The Libyan Health System has gone through different stages of evolution over the last 100 years. During the Italian colonial time, health care provision was very limited to main cities and the coverage and resources were very poor although existing facilities were run efficiently.

Following independence, the country resources were very limited and very little was done to improve healthcare services until the discovery of oil in the Libyan Sahara. With the new found wealth the Government of Kingdom of Libya started very ambitious programme to modernize the healthcare system and made detailed plans for improving coverage and invest in the infrastructure. Following Gaddafi’s military coup, these plans were taken forwards in the seventies. The system was structured with vision for future 3 layers of care, Primary care at primary health care centres, intermediary care (specialist clinics and minor surgery) at polyclinics and secondary/tertiary care at hospitals.  The intention continued to guarantee good quality health care free of charge funded by the state.

However, from the late seventies onwards the system suffered from lack of investment and deep-rooted corruption, therefore health services deteriorated progressively until the end of the Gaddafi regimen in 2011.

The national feeling of patriotism and optimism following the revolutions created new mood of determination among profession leaders to reform and modernize the healthcare system. To capitalize on this and channel this energy into common vision and goals, the Ministry of Health organized a national Health Systems Conference (26-30 August 2012) in collaboration with multiple international organizations and partners including WHO, European Union, MSF, and IMC. 500 Libyan experts and profession leaders attended the conference supported by a number of international experts from the collaborators.  The outcome of the conference deliberations were summarised in Conference Report presented to the Ministry of health and a paper published in the Libyan Journal of Medicine. Since then the conference report was seen as the document which represent the national consensus and common vision for the health care system.

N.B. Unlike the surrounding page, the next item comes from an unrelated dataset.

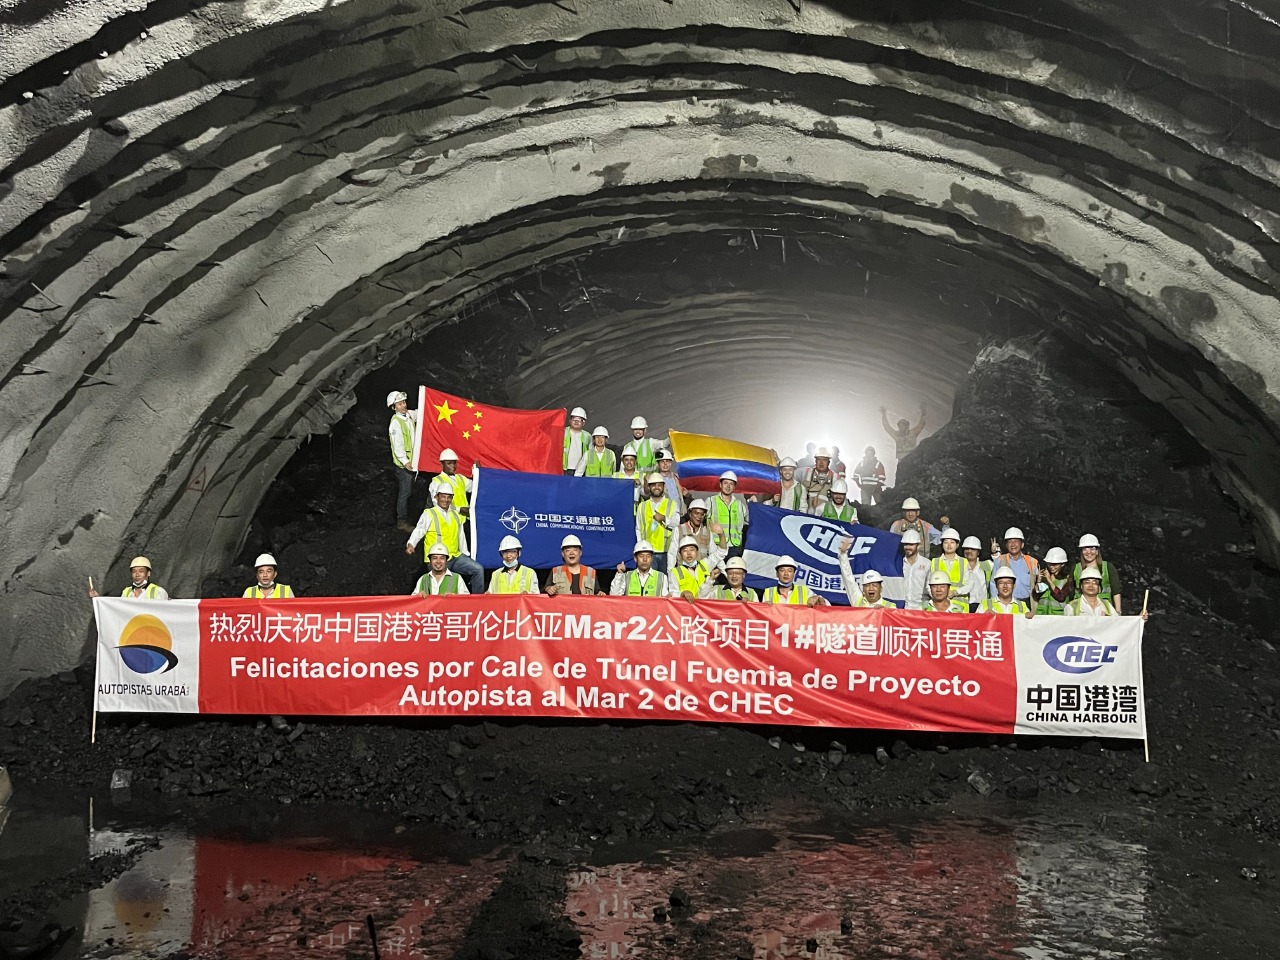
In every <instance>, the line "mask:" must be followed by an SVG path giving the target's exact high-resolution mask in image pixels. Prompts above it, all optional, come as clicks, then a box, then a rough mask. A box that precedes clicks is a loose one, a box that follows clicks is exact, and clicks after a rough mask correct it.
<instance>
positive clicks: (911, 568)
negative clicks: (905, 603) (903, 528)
mask: <svg viewBox="0 0 1280 960" xmlns="http://www.w3.org/2000/svg"><path fill="white" fill-rule="evenodd" d="M928 579H929V562H928V561H927V559H924V557H922V556H920V532H919V531H918V530H908V531H905V532H904V534H902V586H904V588H905V589H906V604H905V605H906V609H909V611H918V609H920V607H923V605H924V595H925V585H927V581H928Z"/></svg>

To assist the Libyan Government to achieve this common vision, the European Union signed an agreement with the Libyan Government to sponsor a national reform programme aiming to strengthen and modernized the health care system. The programme structure and design was highly influenced by the conference outcome documents and the programme steering committee was formed mainly by members of the conference scientific committee and directors of the concerned directorates within the Ministry of Health.

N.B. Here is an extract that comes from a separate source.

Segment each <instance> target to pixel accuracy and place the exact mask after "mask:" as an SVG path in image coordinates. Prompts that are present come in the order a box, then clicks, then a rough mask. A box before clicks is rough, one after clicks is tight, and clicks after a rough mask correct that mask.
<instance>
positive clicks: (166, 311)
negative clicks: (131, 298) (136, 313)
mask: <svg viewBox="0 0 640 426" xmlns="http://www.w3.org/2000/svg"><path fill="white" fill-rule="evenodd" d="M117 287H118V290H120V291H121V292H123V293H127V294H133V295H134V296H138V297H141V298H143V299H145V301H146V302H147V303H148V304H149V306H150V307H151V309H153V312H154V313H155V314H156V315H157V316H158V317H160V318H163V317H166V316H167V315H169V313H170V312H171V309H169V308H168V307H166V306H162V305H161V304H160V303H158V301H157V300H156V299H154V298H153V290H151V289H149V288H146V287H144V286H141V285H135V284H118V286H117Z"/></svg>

Work of the programme started formally in January 2013 and good progress was made in working detailed plans for reform based on multiple initiatives and projects. However, implementation of these initiatives struggled initially due to inability of the ministry of health to meet the financial obligation to fund these projects as per agreement and subsequently, instability in the country political, financial and security status presented new challenges and changing priorities for the Ministry of Health.  The programme had to be formally suspended in October 2014 due to civil war and deterioration in the security status leading to departure of most foreign missions and organizations.

With the new national reconciliation agreement sponsored by the United Nations and the formation of Government of National Accord, it was agreed to re-launch the programme. However, to learn from past experience and re-orientate the programme towards implementation of change, it was decided the re-launch should start with a 2nd Inception phase during which the previous work of the programme is fully analysed and detailed plans for re-launch are made.


During the review period, the review team noted that many international and national organizations were involved in the reform process and sometimes there was risk of duplication of work or working on different directions making the process less efficient therefore it was recommended that the process of health system reform should be led and coordinated by a national institution with the objectives of:

  1. Leading the process of change. Planning and implementing the necessary changes that will allow the system to evolve towards the intended structure and based on agreed national strategy
  2. Co-ordination national and international work intended to support system reform and ensure working towards common goals and avoid duplication.
  3. Build its role as national health care think-tank to support evidence based policy and decision making


Following a series of meetings and discussions with key stakeholders including the Ministry of Health, Ministry of Planning and the Presidential Council of the Government of National Accord; it was agreed that establishing this body under the prime Minister office has significant advantage over keeping it within the Ministry of Health. This arrangement can secure easier access to key stakeholders involved in reforming the health care system other than the Ministry of health including the Ministry of Finance, Ministry of Planning, Ministry of Local Governance, etc.


In March 2017, the Presidential Council of the Government of National Accord issues the Decree number (255) paving the way to establish the National Centre for Health System Reform.